Además, el trabajo del olitense también se centra en la enorme huerta que envuelve al edificio, pues esta “ha de estar decente”. Para su cuidado, corta las altas hierbas que crecen a placer en los centenares de hectáreas y cultiva las tierras, que dan frutos, como ciruelas, y verduras, como lechugas. El mantenimiento forma parte de su trabajo: los desperfectos, las goteras, la limpieza… “Tiene que dar la sensación de que alguien vive aquí”, explica. El convento debe estar preparado para que puede ser habitado, en el caso de que una orden religiosa así lo desee o para que la use la diócesis. Según Juan Pablo, esto no es muy probable, aunque es la voluntad de los franciscanos. De hecho, regularmente se acerca un franciscano al convento para ver cómo van las cosas.

Biblioteca

Juan Pablo enseñando la biblioteca del convento de Olite donde guardan ejemplares desde el momento de su fundación, en la Edad Media. PATRICIA ROUZAUT

Los franciscanos no son los únicos que reconocen la labor de Juan Pablo. Los “frailicos”, como eran conocidos en el pueblo, se encargaban de muchas de las labores municipales, como ayudar en la parroquia y en el convento de las Clarisas, confesar a los feligreses y cuidar a los enfermos. Todavía muchos de los habitantes siguen en contacto con los religiosos y se preocupan por el convento: “Mis vecinos también piensan que acertaron al elegirme”. Antes, Juan Pablo ya era una persona conocida en Olite: fue catequista durante dieciséis años y dedicó su juventud al baloncesto. Sin embargo, el reconocimiento más importante para Juan Pablo es el de sus hijos: “A Rubén y a Judith les parece un trabajo entretenido y se alegraron por mí”, relata.

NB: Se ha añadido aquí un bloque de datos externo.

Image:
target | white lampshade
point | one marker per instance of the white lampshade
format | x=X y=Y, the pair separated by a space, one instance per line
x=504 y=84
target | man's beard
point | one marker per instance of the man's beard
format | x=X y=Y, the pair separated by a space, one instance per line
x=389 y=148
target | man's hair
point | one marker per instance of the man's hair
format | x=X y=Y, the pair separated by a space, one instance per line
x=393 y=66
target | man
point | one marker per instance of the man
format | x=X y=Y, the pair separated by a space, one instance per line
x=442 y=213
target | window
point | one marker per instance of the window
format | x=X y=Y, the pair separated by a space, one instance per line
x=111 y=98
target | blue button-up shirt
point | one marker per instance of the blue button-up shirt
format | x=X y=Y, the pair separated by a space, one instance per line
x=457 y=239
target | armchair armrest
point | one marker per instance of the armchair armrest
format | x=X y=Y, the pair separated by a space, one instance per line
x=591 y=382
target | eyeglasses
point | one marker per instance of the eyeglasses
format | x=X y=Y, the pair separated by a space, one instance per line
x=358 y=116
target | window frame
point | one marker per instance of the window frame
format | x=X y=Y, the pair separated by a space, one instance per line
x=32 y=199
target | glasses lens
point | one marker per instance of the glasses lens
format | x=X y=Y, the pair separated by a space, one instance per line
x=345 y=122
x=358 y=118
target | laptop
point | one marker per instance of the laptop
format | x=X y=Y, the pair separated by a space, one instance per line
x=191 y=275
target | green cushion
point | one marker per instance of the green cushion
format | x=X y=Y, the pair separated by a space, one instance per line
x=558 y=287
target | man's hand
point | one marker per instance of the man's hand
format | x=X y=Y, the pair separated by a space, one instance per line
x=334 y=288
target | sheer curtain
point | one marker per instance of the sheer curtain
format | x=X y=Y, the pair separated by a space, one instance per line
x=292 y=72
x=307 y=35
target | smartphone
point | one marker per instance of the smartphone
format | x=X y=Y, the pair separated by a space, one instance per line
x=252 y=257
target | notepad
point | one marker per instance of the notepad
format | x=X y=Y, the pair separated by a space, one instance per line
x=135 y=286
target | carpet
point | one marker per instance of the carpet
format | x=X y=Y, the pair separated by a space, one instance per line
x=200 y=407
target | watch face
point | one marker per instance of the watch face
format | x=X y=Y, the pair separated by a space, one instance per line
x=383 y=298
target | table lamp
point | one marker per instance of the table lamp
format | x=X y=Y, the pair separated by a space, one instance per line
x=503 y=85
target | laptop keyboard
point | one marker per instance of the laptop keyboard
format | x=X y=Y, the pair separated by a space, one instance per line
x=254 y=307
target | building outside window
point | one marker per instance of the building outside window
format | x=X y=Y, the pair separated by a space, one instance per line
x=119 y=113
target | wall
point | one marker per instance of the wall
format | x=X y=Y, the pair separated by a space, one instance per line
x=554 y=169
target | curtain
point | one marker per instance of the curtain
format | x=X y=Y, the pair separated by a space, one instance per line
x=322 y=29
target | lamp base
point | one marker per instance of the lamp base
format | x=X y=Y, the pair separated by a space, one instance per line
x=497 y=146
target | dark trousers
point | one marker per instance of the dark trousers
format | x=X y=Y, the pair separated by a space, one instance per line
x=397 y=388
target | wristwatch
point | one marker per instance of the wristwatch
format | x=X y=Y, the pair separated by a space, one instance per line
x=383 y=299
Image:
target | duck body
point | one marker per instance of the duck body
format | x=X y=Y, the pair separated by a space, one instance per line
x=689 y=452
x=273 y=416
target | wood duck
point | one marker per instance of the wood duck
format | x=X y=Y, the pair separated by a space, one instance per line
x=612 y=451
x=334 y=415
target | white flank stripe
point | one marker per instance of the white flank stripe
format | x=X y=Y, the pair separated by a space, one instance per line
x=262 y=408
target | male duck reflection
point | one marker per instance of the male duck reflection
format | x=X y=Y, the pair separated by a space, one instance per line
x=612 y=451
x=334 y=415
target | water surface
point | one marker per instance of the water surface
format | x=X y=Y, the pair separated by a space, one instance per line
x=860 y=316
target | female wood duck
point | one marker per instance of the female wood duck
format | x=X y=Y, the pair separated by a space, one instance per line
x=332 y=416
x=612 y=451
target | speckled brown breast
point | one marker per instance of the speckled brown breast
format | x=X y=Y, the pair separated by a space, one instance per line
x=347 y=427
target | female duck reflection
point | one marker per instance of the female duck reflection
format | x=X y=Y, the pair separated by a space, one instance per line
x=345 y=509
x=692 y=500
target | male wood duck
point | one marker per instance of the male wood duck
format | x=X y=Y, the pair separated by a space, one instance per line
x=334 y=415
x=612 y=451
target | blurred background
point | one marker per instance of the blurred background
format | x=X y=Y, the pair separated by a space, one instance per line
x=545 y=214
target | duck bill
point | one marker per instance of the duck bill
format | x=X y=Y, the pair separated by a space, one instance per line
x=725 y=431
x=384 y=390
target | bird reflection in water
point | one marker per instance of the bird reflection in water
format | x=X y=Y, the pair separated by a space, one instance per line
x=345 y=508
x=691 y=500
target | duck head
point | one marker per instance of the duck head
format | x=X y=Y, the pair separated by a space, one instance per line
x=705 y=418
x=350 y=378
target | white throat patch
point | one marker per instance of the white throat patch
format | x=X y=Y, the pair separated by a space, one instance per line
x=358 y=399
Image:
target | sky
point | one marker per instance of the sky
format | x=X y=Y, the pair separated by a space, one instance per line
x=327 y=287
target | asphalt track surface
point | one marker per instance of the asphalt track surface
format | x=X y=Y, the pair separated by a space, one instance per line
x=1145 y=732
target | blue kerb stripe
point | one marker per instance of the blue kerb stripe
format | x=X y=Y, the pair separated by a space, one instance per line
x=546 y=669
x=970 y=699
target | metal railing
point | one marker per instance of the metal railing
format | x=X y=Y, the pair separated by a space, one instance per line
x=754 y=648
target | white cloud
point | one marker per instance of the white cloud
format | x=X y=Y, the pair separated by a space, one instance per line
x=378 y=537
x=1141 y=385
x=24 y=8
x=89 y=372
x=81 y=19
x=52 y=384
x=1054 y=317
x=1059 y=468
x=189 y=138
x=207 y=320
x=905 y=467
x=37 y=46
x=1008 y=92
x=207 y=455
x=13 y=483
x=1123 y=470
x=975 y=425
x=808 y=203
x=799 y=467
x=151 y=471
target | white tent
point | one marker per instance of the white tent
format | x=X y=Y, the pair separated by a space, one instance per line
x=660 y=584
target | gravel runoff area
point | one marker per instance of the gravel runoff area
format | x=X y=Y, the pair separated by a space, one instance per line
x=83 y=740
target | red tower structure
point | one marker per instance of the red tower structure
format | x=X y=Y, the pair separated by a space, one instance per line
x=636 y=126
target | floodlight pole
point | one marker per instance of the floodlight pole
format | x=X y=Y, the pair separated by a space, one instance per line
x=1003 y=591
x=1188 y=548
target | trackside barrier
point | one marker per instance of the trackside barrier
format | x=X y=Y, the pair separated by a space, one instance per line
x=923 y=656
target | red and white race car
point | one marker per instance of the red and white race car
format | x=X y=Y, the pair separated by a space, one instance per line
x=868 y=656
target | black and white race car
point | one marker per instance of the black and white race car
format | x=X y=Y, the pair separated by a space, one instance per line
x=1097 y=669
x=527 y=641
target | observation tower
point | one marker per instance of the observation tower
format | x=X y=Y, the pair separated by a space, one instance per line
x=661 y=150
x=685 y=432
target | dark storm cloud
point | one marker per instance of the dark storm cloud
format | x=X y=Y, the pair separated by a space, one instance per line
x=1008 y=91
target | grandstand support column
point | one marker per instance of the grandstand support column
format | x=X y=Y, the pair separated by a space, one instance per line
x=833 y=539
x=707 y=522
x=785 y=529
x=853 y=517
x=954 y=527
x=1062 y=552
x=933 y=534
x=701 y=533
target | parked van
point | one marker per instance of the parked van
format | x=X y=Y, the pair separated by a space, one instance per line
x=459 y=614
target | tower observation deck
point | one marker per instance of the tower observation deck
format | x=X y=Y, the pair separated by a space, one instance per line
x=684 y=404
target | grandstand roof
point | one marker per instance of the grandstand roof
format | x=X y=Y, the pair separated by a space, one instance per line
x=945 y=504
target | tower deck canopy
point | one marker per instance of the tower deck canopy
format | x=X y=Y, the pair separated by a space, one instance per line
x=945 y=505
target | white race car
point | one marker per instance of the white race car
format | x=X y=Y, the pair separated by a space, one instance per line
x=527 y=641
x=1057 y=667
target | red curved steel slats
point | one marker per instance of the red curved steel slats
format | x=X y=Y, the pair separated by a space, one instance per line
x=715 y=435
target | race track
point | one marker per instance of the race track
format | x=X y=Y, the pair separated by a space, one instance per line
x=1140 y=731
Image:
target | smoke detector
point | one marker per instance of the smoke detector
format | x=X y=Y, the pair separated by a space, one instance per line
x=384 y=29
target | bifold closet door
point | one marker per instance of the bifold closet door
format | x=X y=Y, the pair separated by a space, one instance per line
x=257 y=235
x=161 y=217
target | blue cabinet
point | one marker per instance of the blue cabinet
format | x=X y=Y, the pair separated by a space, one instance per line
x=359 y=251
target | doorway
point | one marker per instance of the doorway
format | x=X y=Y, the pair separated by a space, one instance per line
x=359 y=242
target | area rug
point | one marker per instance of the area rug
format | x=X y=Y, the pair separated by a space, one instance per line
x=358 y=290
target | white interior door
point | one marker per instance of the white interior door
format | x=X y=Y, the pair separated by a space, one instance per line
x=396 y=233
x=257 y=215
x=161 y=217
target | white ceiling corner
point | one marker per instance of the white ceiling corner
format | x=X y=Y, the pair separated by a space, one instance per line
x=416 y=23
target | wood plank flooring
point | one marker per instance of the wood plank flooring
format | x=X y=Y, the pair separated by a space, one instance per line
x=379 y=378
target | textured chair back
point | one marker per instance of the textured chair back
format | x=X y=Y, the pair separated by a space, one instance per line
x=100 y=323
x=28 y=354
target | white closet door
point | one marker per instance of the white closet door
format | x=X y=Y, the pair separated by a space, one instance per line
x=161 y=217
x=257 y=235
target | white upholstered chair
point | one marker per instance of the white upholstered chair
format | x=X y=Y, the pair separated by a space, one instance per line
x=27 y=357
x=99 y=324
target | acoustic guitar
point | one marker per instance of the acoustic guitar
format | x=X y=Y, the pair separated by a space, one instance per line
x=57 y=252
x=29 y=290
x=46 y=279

Centenares de habitaciones recorren el convento de 23.000 metros cuadrados, llenas de recuerdos, de historias por las que Juan Pablo vela todos los días. En el edificio, él se encuentra “a gusto y sosegado”, a pesar del vacío y el silencio que recorren los innumerables pasillos. Incluso le han llegado a llamar el «último franciscano del convento», ya que él admite que en ese silencio se encuentra “en el cielo”.

Castillo

Vista del Castillo de Olite y de la huerta de los franciscanos desde la entrada del convento. PATRICIA ROUZAUT

Ocho siglos después
Según la leyenda, el convento lo fundó San Francisco de Asís cuando, haciendo el Camino de Santiago, pasó por la localidad a principios del siglo XIII. El santo fundó una primera comunidad que ha durado ocho siglos, hasta diciembre de 2015. Sin embargo, este no ha sido el único bache por el que han pasado los religiosos: tras la desamortización de Mendizábal (1836-1837) tan sólo quedaron cuatro frailes en el convento. De hecho, la orden estaba pensando en cerrarlo cuando las vocaciones se multiplicaron, llegando a vivir 120 frailes en el convento de San Francisco de Olite a mediados del siglo XX.